AWB Announces Strong Half Yearly Results

Submitted by Craig Strzelecki on 22 May, 2008 - 11:19

AWB posted strong half- yearly results yesterday. It remains solid for two years despite facing consecutive drought years. The net profit after tax for the half year was $48.7 million which showed 96 percent increase from the corresponding year. EBITDA for past six months was up 53 percent to $110.7 million. The bottom line had provision of $26.4 million as a probable liability that may arise due to litigation by Standard Chartered Bank to AWB (USA). Standard Chartered has a long due dispute with AWB (USA) over a commercial promissory note. AWB kept its interim dividend of four cents. At the end of the day trading, AWB shares closed today at one cent lower than yesterday at $3.39.

AWB Chairman Brendan Stewart quoted that rebuilding of the company was showcasing better results. Managing Director Gordon Davis said that all division had recorded profits including the financial division in spite of challenging marketing conditions and increased funding costs.

According to the analysts and market experts, recent rains have helped AWB to be post an interim profit of 88.5 percent. However, the seasonal conditions are still forecasted to be uncertain, thus this profit cannot be taken as a projection of annual performance. Mr Gordon also added that since the rainfall projections for the coming months remain uncertain, it would be difficult to project the results for the second half.

AWB would be working in a deregulated environment from July when the export marketing arrangements would be in place. The Federal Government would be dismantling the single desk wheat export arrangement which made AWB to hold monopoly over the market.

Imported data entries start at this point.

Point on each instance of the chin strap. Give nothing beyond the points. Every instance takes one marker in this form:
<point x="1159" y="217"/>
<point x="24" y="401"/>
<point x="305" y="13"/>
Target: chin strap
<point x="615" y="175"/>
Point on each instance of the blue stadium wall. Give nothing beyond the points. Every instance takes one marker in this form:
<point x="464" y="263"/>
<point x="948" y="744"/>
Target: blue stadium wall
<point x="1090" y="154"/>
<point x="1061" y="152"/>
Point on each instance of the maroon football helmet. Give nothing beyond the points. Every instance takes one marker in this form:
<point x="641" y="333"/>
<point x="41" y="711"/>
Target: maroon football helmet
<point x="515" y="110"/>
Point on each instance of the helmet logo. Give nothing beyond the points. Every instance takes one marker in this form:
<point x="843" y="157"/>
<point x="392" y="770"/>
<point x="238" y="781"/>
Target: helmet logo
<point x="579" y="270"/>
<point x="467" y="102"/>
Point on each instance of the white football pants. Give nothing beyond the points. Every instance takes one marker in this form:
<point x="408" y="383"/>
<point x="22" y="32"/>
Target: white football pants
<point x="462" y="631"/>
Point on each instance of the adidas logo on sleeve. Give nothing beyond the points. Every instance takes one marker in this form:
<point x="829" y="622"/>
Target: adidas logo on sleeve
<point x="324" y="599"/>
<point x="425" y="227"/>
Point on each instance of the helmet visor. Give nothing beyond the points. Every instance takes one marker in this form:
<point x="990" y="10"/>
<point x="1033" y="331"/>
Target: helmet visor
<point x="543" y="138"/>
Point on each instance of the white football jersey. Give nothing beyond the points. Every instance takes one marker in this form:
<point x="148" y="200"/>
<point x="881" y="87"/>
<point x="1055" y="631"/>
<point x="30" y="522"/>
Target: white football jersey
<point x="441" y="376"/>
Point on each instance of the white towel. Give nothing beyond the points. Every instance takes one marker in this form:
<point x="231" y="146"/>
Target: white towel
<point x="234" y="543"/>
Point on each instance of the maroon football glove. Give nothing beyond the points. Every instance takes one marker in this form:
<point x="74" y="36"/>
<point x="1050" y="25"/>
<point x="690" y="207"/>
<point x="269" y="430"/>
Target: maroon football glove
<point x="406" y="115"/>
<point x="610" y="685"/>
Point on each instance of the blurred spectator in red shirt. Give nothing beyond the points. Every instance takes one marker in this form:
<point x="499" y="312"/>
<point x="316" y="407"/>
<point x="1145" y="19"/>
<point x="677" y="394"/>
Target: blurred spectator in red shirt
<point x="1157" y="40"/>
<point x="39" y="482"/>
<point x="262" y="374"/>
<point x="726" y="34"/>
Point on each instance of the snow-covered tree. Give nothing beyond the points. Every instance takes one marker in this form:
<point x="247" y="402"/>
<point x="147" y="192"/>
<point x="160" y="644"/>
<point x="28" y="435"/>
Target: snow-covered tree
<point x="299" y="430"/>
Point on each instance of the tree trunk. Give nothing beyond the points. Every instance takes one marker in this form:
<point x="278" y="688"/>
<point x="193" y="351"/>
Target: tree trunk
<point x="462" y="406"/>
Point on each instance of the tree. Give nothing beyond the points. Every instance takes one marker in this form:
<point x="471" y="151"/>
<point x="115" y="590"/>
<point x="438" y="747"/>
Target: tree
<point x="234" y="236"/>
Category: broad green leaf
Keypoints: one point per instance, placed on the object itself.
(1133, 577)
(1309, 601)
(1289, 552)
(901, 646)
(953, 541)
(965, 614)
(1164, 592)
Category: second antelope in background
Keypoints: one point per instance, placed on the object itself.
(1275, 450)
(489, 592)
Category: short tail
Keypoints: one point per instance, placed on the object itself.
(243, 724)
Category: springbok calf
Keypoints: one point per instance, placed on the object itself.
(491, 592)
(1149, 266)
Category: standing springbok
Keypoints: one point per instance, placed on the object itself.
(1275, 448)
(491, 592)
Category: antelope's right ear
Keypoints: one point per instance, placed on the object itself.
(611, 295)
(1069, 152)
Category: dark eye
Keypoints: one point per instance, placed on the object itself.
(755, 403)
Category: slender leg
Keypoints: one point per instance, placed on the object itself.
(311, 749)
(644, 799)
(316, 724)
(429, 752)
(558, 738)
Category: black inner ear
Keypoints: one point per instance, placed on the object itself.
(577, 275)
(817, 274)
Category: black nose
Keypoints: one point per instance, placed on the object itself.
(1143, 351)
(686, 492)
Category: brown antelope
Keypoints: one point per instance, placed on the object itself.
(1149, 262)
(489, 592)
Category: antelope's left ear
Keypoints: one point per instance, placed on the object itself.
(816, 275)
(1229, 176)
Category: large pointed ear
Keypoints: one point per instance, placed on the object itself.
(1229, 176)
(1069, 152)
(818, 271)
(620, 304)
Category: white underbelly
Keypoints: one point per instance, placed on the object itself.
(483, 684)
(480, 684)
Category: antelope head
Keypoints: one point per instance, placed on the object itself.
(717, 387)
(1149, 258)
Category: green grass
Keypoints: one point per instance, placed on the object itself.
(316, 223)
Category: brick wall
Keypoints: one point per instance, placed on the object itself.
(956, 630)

AWB shall also hold an unusual meeting of its share holders on August 21 to vote on abolishing grower control of the company. The company aims to place more hold on shareholders which would enable the company to gain more flexibility in the deregulated market. In order to get the proposal changed, at least 75% of the growers must vote in favour of the proposed change. It had already failed at its first attempt in February earlier this year.